The monotone convex method is a scheme devised by Hagan and West (Ref [1]). It is a commonly used method to interpolate interest rate yield curves. For more details see Refs [1, 2].

It is important to point out that the monotone convex method does not solve the standard interpolation problem but a modified one as described below.

Suppose we are given a strictly increasing sequence of scalars (which we will refer to as time) [t_1, t_2, ... t_n] and a set of values [f_1, f_2, ... f_n]. The aim is to find a function f(t) defined on the interval [0, t_n] which satisfies (in addition to continuity and positivity conditions) the following

  Integral[f(u), t_{i-1} <= u <= t_i] = f_i,  with t_0 = 0

In the context of interest rate curve building, f(t) corresponds to the instantaneous forward rate at time t and the f_i correspond to the discrete forward rates that apply to the time period [t_{i-1}, t_i]. Furthermore, the integral of the forward curve is related to the yield curve by

  Integral[f(u), 0 <= u <= t] = r(t) * t

where r(t) is the interest rate that applies between [0, t] (the yield of a zero coupon bond paying a unit of currency at time t).

This function computes both the interpolated value and the integral along the segment containing the supplied time. Specifically, given a time t such that t_k <= t <= t_{k+1}, this function computes the interpolated value f(t) and the value Integral[f(u), t_k <= u <= t].

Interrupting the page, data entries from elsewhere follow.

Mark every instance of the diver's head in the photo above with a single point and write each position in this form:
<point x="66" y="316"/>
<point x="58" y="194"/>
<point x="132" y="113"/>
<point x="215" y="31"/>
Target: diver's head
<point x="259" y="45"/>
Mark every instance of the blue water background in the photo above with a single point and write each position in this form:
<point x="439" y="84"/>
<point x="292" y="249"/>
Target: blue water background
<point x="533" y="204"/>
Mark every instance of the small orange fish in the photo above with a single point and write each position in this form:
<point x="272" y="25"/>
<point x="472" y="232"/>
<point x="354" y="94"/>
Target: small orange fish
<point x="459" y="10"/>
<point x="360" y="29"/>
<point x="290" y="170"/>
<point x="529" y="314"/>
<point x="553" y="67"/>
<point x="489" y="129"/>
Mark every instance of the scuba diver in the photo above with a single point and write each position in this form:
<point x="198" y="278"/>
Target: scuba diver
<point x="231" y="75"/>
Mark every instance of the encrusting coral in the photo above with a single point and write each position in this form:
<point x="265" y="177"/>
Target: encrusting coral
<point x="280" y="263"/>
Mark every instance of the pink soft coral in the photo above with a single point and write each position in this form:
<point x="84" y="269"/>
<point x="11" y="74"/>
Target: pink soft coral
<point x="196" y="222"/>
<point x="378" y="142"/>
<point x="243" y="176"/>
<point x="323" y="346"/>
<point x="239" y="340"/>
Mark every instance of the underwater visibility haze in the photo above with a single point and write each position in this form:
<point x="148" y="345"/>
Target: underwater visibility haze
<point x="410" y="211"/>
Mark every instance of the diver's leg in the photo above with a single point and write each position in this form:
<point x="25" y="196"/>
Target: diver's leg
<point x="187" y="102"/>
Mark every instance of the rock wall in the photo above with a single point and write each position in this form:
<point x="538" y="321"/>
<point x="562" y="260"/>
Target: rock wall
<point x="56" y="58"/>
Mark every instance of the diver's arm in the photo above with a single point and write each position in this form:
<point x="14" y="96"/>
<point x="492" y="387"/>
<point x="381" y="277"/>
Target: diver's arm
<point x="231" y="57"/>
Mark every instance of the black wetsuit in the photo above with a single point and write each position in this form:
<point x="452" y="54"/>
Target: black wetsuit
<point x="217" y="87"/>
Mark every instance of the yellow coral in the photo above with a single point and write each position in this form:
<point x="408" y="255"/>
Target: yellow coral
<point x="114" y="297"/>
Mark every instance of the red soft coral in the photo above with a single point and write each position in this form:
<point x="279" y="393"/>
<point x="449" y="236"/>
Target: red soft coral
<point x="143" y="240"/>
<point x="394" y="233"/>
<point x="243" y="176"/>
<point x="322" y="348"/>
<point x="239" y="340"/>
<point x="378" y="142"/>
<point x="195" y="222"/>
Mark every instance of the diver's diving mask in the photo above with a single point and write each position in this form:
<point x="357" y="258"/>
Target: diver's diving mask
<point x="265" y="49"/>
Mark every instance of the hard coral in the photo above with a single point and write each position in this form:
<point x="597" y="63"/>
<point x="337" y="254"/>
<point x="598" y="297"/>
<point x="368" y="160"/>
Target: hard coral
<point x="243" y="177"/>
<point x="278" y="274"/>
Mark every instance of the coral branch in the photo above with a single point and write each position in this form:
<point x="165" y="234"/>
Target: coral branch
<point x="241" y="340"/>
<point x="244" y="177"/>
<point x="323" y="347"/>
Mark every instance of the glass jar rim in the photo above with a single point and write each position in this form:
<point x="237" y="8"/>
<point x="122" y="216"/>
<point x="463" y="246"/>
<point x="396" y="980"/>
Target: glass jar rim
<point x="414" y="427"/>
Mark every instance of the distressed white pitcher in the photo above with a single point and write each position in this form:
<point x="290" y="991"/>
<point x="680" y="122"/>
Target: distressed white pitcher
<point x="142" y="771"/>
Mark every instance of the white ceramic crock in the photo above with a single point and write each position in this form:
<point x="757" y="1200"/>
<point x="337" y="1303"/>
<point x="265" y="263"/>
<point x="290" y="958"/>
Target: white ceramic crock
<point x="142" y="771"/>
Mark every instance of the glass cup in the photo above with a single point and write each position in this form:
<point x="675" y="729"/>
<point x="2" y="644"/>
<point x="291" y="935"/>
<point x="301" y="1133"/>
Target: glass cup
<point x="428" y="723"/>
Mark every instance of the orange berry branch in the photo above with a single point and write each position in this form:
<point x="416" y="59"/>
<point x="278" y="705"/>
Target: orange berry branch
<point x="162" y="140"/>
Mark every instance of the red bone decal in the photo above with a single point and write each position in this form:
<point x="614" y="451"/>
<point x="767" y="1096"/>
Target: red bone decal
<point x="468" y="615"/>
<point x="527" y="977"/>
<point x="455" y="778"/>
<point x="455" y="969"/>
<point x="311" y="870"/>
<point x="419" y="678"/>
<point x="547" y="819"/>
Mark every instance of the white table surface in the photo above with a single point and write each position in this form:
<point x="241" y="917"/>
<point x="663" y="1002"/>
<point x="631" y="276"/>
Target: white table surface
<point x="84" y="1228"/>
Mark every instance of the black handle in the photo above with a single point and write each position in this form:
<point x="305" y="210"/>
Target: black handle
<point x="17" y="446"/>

This implementation of the method currently supports batching along the interpolation times but not along the interpolated curves (i.e. it is possible to evaluate the f(t) for t as a vector of times but not build multiple curves at the same time).

Example#

interval_times = tf.constant([0.25, 0.5, 1.0, 2.0, 3.0], dtype=dtype)
interval_values = tf.constant([0.05, 0.051, 0.052, 0.053, 0.055],
                              dtype=dtype)
times = tf.constant([0.25, 0.5, 1.0, 2.0, 3.0, 1.1], dtype=dtype)
# Returns the following two values:
# interpolated = [0.0505, 0.05133333, 0.05233333, 0.054, 0.0555, 0.05241]
# integrated =  [0, 0, 0, 0, 0.055, 0.005237]
# Note that the first four integrated values are zero. This is because
# those interpolation time are at the start of their containing interval.
# The fourth value (i.e. at 3.0) is not zero because this is the last
# interval (i.e. it is the integral from 2.0 to 3.0).
interpolated, integrated = interpolate(
    times, interval_values, interval_times)

References:#

[1]: Patrick Hagan & Graeme West. Interpolation Methods for Curve Construction. Applied Mathematical Finance. Vol 13, No. 2, pp 89-129. June 2006. https://www.researchgate.net/publication/24071726_Interpolation_Methods_for_Curve_Construction [2]: Patrick Hagan & Graeme West. Methods for Constructing a Yield Curve. Wilmott Magazine, pp. 70-81. May 2008.

Args:#

  • times: Non-negative rank 1 Tensor of any size. The times for which the interpolation has to be performed.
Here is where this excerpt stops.